TL;DR
This paper introduces GROUSE, an efficient online algorithm for tracking subspaces and completing low-rank matrices from highly incomplete data, using simple linear algebra and incremental gradient descent on the Grassmannian.
Contribution
The paper presents GROUSE, a novel online subspace tracking algorithm that is computationally efficient and applicable to matrix completion with highly incomplete observations.
Findings
GROUSE performs well in subspace tracking tasks.
GROUSE effectively completes low-rank matrices from incomplete data.

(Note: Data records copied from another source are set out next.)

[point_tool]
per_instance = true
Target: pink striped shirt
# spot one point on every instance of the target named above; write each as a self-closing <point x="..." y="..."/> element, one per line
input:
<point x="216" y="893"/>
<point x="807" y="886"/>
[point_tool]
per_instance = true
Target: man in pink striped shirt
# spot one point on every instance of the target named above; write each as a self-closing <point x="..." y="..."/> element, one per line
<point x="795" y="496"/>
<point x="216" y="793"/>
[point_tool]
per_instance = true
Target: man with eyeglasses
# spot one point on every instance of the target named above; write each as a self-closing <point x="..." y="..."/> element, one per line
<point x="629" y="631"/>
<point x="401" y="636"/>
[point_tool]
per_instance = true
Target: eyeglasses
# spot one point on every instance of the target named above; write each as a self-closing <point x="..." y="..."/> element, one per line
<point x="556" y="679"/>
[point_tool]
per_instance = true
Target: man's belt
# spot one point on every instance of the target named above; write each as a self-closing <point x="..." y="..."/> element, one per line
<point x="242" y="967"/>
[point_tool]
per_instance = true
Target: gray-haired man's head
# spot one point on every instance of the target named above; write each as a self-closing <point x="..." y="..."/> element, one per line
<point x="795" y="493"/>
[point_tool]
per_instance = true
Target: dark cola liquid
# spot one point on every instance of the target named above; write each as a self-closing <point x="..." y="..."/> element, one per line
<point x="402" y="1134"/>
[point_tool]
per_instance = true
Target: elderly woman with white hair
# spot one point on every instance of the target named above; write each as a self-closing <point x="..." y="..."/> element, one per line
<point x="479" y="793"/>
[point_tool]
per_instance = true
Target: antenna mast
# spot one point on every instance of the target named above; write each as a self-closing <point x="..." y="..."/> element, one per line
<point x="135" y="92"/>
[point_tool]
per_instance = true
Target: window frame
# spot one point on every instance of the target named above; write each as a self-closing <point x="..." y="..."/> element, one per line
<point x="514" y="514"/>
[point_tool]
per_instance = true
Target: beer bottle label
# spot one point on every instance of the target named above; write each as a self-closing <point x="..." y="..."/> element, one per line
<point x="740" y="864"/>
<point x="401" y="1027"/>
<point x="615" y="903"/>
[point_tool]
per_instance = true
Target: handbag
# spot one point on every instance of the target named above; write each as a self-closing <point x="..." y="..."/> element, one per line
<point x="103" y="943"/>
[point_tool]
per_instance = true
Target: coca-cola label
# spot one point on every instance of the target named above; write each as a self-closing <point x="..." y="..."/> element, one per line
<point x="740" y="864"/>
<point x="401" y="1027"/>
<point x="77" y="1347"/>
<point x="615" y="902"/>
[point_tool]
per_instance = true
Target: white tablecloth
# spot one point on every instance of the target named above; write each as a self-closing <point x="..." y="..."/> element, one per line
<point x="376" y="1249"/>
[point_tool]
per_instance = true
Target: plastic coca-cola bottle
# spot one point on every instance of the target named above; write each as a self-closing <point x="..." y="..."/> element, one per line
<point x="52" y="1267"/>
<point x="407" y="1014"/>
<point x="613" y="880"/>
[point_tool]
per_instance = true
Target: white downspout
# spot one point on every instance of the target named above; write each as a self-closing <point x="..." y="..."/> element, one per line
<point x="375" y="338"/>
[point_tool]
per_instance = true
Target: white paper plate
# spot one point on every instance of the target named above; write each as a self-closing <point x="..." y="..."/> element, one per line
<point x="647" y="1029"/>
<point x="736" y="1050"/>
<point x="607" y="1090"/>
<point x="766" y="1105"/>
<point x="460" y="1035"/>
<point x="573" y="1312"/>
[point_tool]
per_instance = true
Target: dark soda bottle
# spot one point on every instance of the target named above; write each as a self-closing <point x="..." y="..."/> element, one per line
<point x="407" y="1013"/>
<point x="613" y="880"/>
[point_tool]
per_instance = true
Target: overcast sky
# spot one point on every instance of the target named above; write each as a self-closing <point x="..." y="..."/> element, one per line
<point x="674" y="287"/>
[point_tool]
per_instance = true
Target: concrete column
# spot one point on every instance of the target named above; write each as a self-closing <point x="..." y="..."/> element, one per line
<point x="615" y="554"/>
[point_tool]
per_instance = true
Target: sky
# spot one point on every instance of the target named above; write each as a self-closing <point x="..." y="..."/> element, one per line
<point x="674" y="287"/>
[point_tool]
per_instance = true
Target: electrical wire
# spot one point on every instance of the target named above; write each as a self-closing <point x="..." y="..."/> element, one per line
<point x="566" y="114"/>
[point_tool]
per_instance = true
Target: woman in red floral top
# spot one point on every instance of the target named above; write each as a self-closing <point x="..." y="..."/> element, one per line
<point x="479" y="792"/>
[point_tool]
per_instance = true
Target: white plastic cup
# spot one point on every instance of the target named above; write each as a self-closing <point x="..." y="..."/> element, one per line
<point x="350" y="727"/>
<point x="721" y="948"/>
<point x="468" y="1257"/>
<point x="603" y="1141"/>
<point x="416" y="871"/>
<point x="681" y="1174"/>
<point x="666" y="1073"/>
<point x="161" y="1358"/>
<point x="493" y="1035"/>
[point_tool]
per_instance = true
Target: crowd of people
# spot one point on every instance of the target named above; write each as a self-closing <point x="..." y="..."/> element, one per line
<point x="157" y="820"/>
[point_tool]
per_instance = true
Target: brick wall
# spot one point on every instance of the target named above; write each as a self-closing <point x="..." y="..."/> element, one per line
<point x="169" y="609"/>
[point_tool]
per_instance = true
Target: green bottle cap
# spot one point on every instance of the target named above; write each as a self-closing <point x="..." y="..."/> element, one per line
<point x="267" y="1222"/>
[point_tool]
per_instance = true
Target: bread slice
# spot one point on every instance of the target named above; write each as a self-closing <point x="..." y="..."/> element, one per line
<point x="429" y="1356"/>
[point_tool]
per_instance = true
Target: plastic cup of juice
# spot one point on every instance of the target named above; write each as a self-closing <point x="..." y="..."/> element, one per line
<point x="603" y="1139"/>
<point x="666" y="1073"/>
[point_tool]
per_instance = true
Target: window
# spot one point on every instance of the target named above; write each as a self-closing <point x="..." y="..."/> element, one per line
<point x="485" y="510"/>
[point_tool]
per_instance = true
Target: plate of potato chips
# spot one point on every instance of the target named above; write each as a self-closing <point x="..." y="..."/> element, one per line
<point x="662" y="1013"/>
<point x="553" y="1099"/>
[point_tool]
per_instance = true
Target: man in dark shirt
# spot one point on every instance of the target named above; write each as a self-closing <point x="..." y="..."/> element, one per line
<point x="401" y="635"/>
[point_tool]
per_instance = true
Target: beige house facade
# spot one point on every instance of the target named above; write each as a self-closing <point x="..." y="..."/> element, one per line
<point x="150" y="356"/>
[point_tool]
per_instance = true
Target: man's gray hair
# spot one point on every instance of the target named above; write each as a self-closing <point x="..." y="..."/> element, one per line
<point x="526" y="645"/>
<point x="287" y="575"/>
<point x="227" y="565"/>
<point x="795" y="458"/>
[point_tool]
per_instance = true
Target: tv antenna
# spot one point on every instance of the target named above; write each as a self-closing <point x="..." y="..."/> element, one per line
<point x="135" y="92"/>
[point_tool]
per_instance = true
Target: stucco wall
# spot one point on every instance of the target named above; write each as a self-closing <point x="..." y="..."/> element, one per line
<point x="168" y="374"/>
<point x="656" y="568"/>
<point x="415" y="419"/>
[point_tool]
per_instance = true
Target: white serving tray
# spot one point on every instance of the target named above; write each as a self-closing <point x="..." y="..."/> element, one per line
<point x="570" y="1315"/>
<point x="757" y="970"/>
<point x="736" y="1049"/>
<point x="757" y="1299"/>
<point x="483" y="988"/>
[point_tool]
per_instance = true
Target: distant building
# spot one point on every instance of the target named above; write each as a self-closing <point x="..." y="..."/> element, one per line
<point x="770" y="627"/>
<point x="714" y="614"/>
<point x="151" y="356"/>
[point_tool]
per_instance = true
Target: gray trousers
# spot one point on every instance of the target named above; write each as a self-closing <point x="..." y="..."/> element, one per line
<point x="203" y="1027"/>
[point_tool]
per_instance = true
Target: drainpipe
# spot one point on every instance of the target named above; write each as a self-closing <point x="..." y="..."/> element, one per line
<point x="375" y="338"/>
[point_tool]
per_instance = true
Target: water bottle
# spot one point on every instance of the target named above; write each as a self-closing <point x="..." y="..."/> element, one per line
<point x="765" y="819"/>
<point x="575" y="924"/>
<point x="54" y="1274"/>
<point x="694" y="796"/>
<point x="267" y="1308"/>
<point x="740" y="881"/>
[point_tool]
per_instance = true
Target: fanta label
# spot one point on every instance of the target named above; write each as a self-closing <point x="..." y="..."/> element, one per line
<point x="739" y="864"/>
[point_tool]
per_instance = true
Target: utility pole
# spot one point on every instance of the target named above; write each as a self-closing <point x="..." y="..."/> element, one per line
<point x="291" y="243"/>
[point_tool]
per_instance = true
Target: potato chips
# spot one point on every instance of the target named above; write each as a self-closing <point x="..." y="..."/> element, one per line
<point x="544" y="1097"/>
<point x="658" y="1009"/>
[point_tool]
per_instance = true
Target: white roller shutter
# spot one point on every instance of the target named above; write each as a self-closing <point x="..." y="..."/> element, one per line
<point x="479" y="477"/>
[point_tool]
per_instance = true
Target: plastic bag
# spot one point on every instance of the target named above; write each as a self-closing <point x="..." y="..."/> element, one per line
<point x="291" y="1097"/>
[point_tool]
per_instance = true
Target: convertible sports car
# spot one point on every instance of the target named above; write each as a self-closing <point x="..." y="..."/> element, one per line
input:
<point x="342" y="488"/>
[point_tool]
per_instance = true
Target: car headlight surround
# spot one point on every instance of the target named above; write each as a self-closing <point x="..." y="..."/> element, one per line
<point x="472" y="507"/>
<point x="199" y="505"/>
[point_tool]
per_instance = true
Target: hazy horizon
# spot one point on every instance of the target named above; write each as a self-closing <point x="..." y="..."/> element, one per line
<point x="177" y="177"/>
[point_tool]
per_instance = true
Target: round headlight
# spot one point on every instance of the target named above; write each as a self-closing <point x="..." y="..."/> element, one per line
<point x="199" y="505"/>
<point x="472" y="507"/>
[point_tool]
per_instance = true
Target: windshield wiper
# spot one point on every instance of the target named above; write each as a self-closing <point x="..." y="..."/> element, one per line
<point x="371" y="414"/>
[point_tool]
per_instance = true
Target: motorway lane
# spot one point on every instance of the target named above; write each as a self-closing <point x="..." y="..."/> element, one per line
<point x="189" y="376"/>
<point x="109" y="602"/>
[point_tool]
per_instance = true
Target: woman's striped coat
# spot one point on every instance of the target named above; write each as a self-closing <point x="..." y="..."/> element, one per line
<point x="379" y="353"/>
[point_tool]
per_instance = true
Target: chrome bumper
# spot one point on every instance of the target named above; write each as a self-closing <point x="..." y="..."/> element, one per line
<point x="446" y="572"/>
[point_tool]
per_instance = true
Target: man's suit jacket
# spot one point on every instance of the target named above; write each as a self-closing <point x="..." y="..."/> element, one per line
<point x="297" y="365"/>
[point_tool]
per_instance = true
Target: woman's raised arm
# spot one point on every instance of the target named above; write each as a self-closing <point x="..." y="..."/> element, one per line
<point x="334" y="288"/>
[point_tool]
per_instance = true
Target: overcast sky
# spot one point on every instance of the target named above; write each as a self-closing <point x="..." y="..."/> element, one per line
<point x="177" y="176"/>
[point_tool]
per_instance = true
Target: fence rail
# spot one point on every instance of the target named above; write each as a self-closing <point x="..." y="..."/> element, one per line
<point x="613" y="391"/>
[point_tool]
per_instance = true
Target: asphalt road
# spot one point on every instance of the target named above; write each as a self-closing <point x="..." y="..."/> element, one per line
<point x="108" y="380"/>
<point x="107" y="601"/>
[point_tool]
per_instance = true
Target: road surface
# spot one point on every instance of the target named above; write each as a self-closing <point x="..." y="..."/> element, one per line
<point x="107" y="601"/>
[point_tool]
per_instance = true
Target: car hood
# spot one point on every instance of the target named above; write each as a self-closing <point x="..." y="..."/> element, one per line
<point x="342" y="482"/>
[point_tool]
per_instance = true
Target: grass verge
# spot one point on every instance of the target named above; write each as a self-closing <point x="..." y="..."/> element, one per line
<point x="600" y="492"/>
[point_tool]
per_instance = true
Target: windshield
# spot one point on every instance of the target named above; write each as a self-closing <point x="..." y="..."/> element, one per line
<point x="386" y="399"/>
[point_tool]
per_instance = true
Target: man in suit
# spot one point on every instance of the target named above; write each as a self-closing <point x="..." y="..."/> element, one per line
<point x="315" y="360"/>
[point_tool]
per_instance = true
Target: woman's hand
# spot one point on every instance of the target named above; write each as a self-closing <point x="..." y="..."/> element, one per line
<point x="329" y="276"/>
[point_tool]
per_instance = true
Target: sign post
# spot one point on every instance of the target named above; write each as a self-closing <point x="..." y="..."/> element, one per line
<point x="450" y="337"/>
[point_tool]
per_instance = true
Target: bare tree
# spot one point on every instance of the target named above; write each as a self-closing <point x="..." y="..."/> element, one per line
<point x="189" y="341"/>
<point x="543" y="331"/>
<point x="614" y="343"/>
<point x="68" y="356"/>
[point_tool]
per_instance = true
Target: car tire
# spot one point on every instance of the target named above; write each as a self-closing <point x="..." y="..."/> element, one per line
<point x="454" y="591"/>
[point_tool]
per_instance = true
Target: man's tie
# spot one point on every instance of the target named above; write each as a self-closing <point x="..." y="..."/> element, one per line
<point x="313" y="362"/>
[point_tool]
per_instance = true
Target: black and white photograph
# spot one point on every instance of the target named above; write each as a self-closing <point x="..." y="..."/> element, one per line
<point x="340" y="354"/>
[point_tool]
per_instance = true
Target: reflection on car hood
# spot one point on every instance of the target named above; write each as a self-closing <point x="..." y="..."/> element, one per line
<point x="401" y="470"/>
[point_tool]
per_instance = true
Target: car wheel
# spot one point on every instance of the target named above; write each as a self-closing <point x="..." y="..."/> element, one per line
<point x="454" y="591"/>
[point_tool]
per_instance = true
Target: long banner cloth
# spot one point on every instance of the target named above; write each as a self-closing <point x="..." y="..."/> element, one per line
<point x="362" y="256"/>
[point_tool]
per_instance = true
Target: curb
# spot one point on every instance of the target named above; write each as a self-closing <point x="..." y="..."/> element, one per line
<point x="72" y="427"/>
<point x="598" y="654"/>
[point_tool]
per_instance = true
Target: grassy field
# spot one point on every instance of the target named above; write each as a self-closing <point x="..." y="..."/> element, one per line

The algorithm operates in linear time per iteration.
Abstract
This work presents GROUSE (Grassmanian Rank-One Update Subspace Estimation), an efficient online algorithm for tracking subspaces from highly incomplete observations. GROUSE requires only basic linear algebraic manipulations at each iteration, and each subspace update can be performed in linear time in the dimension of the subspace. The algorithm is derived by analyzing incremental gradient descent on the Grassmannian manifold of subspaces. With a slight modification, GROUSE can also be used as an online incremental algorithm for the matrix completion problem of imputing missing entries of a low-rank matrix. GROUSE performs exceptionally well in practice both in tracking subspaces and as an online algorithm for matrix completion.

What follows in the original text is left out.